In einer Buttermaschine vollzieht sich eine stille Metamorphose. Flüssige Milch, weich und unfertig, wird durch unermüdliche Bewegung zu Butter – fest, reichhaltig, vollendet. Doch dieser Wandel geschieht nicht von selbst. Erst durch das stetige Schlagen, durch das Trennen von Molke und Fett, entsteht etwas Neues: Transformation braucht Reibung, wie es der deutsche Künstler Joseph Beuys (1921 – 1986) mit seiner «Sozialen Skulptur» unter der Verwendung der Materialien Fett und Filz eindrücklich aufzeigte.

So ist es auch mit uns. Wir beginnen als formbare Masse, als Summe unserer Möglichkeiten. Doch das Leben schleudert uns hin und her, trennt Wesentliches von Überflüssigem, zwingt uns, Gestalt anzunehmen. Jeder Widerstand, jede Krise ist ein Schlag im grossen Umrühren unserer Existenz. Wer sich dieser Bewegung entzieht, bleibt flüssig, ungeformt, ohne Beständigkeit.

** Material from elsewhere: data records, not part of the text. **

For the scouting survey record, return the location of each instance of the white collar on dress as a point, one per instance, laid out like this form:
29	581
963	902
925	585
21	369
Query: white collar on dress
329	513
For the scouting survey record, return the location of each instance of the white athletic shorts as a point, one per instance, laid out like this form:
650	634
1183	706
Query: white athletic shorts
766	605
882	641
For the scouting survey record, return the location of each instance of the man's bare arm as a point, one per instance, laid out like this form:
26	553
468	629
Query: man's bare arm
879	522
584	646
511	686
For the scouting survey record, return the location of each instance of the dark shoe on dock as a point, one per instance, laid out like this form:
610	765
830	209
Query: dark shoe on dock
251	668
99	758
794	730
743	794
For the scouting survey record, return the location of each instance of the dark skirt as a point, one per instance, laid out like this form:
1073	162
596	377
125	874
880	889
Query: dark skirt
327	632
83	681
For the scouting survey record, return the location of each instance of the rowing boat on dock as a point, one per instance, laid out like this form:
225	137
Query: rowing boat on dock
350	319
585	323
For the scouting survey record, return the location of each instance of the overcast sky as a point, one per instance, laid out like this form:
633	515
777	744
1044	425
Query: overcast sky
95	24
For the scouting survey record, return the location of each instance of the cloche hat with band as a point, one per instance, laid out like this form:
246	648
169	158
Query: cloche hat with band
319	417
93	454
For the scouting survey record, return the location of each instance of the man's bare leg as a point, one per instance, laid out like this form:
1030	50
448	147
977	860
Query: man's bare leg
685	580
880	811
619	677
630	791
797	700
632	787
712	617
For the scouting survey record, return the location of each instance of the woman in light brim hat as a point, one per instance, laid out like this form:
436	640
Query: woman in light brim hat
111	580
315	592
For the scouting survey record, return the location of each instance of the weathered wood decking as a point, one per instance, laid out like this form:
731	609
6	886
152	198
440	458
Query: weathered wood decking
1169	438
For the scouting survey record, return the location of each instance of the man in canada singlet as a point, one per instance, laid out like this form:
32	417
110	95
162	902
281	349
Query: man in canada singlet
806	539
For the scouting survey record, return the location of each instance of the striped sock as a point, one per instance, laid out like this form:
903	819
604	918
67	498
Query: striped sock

Aber Transformation ist mehr als blosses Aushalten. Sie verlangt, dass wir uns ihr hingeben, dass wir vertrauen, dass aus dem Chaos eine neue Struktur entsteht: Wer Butter will, muss rühren, und wer wachsen will, muss Wandel zulassen.

Vielleicht ist das Leben am Ende nichts anderes als eine grosse Buttermaschine: ein ständiger Prozess des Knetens und Trennens, damit wir zu dem werden, was in uns steckt.

Rudolf Velhagen, Chefkurator bei Museum Aargau, erkundet an dieser Stelle die verborgenen Botschaften der Dinge. Nicht weniger als 55 000 historische Objekte aus der kantonalen Sammlung warten auf ihre Befragung.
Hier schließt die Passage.